Sunday, June 2, 2013

Style ("Batman Volume 2: The City of Owls" by Scott Snyder, et al.)


When I was younger--seven, maybe eight years old--my parents bought me a box of Marvel comic books for my birthday. It was a random assortment of heroes--Spiderman, X-Men, Iron Man--the kind that comes when the person choosing is doing so indiscriminately from a bulk-bin of cast-offs. But I was young and infatuated with heroes and reading, so it must've seemed to my parents like a perfect match. Unfortunately, after reading the first issue I pulled out of the box--Captain America #325--I realized that I really didn't like comic books. And just as quickly as it began, my flirtations with comic books came to an abrupt, bittersweet end.*

Jumping forward almost two decades, I find myself in the same position as before--still a voracious reader, still interested in superheroes, still uninterested in comic books. Even though I'd evolved to appreciate graphic novels to the point of including some in my classroom curricula, I couldn't bring myself to pick up a comic book, just for the sake of seeing if my attitude had changed, until I read about Scott Snyder. The specific article eludes me--most likely it was a "Best Of 2012" list I stumbled across somewhere--but the way in which Snyder was depicted as not just a gifted writer but damn near the only person who grasped the possibilities of the Batman franchise and could rescue it from a tiring slump peeked my interest. I found a copy of Batman Volume 1: The Court of Owls, read it in one sitting, and was hooked by what Snyder and illustrator Greg Capullo had pulled off.
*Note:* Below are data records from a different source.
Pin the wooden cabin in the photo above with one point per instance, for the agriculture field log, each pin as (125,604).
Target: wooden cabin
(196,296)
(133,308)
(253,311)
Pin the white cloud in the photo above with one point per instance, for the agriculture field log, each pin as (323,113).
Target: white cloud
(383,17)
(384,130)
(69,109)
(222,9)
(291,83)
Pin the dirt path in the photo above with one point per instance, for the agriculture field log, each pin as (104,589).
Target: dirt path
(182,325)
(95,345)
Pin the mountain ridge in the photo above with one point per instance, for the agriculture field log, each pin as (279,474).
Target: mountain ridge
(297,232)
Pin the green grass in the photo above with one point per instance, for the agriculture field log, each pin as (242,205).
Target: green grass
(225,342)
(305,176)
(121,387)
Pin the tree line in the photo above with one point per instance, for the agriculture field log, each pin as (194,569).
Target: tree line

Not only was the storyline interesting--a secret society of villains lurking not just in Gotham City but in the 13th floors of buildings built by Wayne Family money--but the way in which Capullo had used the comic-book format to his advantage, inverting the pages in one scene to mirror Batman's disorientation and gradual loss of sanity as he pursues the titular court in their own labyrinthine lair--made me realize why I had so often dismissed comic books as uninteresting: very few of the men and women who created comic books used its format--constricting cells and blocks--to the story's advantage in the same way novelists use sentence structure, paragraph breaks, and extraneous print.**

A year later, Batman Volume 2: The City of Owls marks the continuation of the series, and on the surface it promises to be even more thrilling than the first volume:  the mysterious Owls are growing in strength and power, to the point where they begin eliminating the city's most important people and even make their way into the Batcave. (As we soon discover, this is not the first time the Owls have set foot inside Wayne Manor, not to mention the lives of the Wayne family and their butler, Aflred Pennyworth.) As the book progresses, Batman becomes increasingly outnumbered and out-gunned, his own strength and ingenuity sapped to the point of utter failure; even when he is backed up by a half-dozen other superheroes, the danger grows and grows. We've seen this before--a hero backed up to the edge of a cliff, to the point of no return, and pushed over the side--and we know in the end the hero will find a way out. At the end of Volume 2, however, the cliff lies at the heart of Bruce Wayne's own family:  a secret that will reveal all and, possibly, mark his end.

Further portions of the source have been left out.